Workload patterns are probably the most obvious aspect of operation that must be scrutinized when virtualizing systems. Some of the most important aspects of workload analysis, such as complementary pattern detection and time-shift what-if analysis, are often overlooked when determining if workloads can be combined. This can lead to problems such as unnecessarily limiting the possible gain in efficiency, or failing to leave enough headroom to cushion peak demands on the infrastructure. It is also important to measure aggregate utilization and detailed system-level statistics from a historical perspective, as failing to do so makes it difficult to determine what reduction targets are realistic.
Measuring aggregate utilization versus capacity provides insight into pre-virtualization utilization levels and patterns, and dictates both the maximum capacity reduction that is possible as well as the estimated utilization target for the virtualization initiative.
Aggregate utilization is measured by normalizing the workload curves of all physical servers against their overall “power” (typically using benchmarks) and summing them to obtain a weighted average. The per-hour time-of-day curves are also normalized and summed to give a view of the aggregate workload pattern over time, which shows the distribution of resource demand in the target environment.
The core element of detailed workload scrutiny is a “what-if” analysis. Organizations should assess the various combinations of workload patterns to determine the optimal stacking function. This analysis involves the normalization of workloads against the relative powers of the source and target servers, and the stacking of specific sets of workloads onto target systems (either new or existing) to determine which combinations will fit. To get the most accurate assessment, combinations must be scored based on both peak and sustained activity, and patterns must be analyzed with and without time-shifting. This provides a comprehensive view of the best- and worst-case outcomes and provides an automated means of determining the optimal virtualization transfer function.
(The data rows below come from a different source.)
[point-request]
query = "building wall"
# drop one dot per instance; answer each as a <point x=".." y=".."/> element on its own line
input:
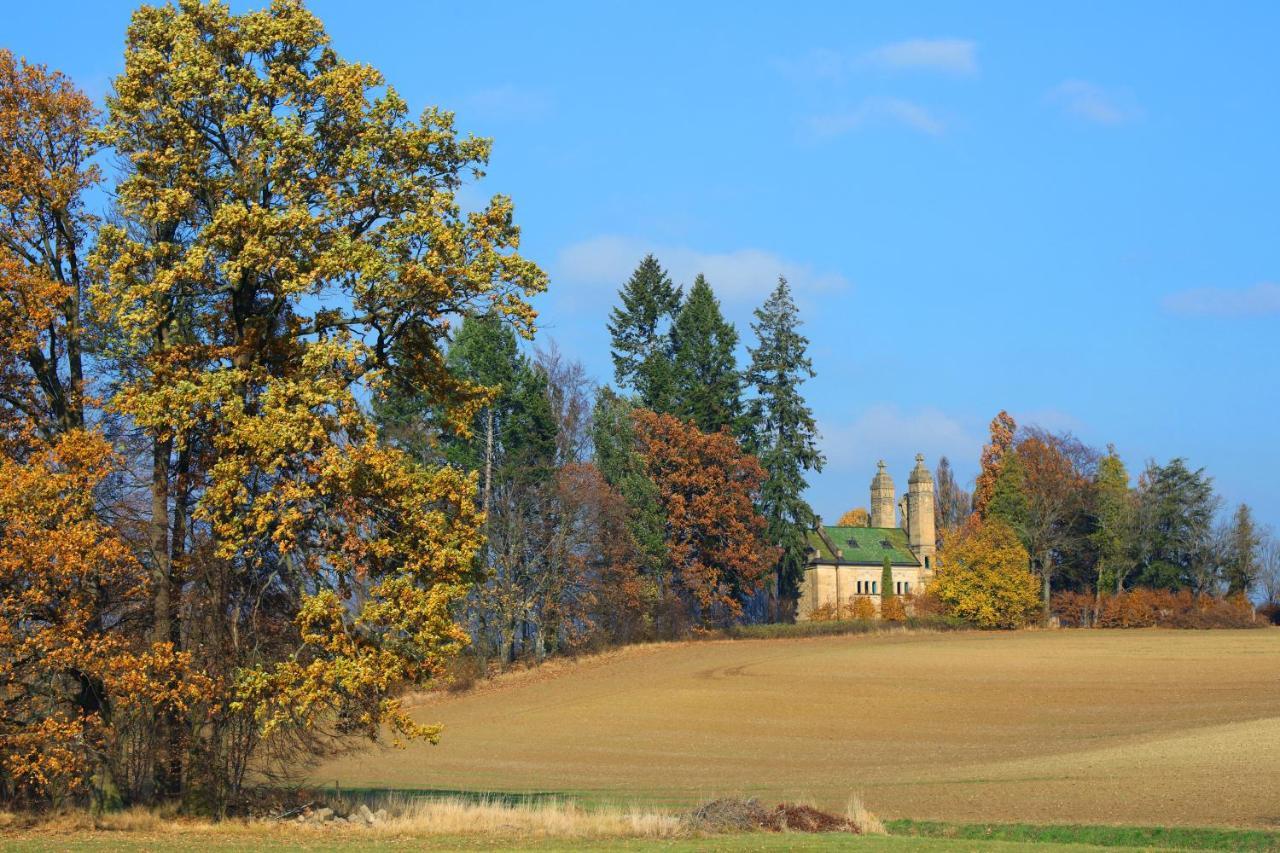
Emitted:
<point x="822" y="582"/>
The ability to model overhead is also intrinsic to this process. Many VM technologies introduce overhead related to I/O and other operational issues. Compensating for this overhead is important to ensure sufficient capacity is available in reserve to sustain target service levels. Similarly, any efficiencies gained in the process (such as elimination of multiple backup devices) should be accounted for to fully optimize the resulting environment. This analysis should produce an overall virtualization scorecard that identifies the combinations of systems that produce the highest reduction in server count while maintaining optimum performance and complying with critical business constraints.
Ultimately, enterprise-wide virtualization requires a systematic approach to gathering intelligence, identifying goals, and the diligently analyzing constraints (many of which are business related). This rigorous approach will enable organizations to maximize the reliability of affected business services and gain a clear path to the lowest possible total cost of ownership.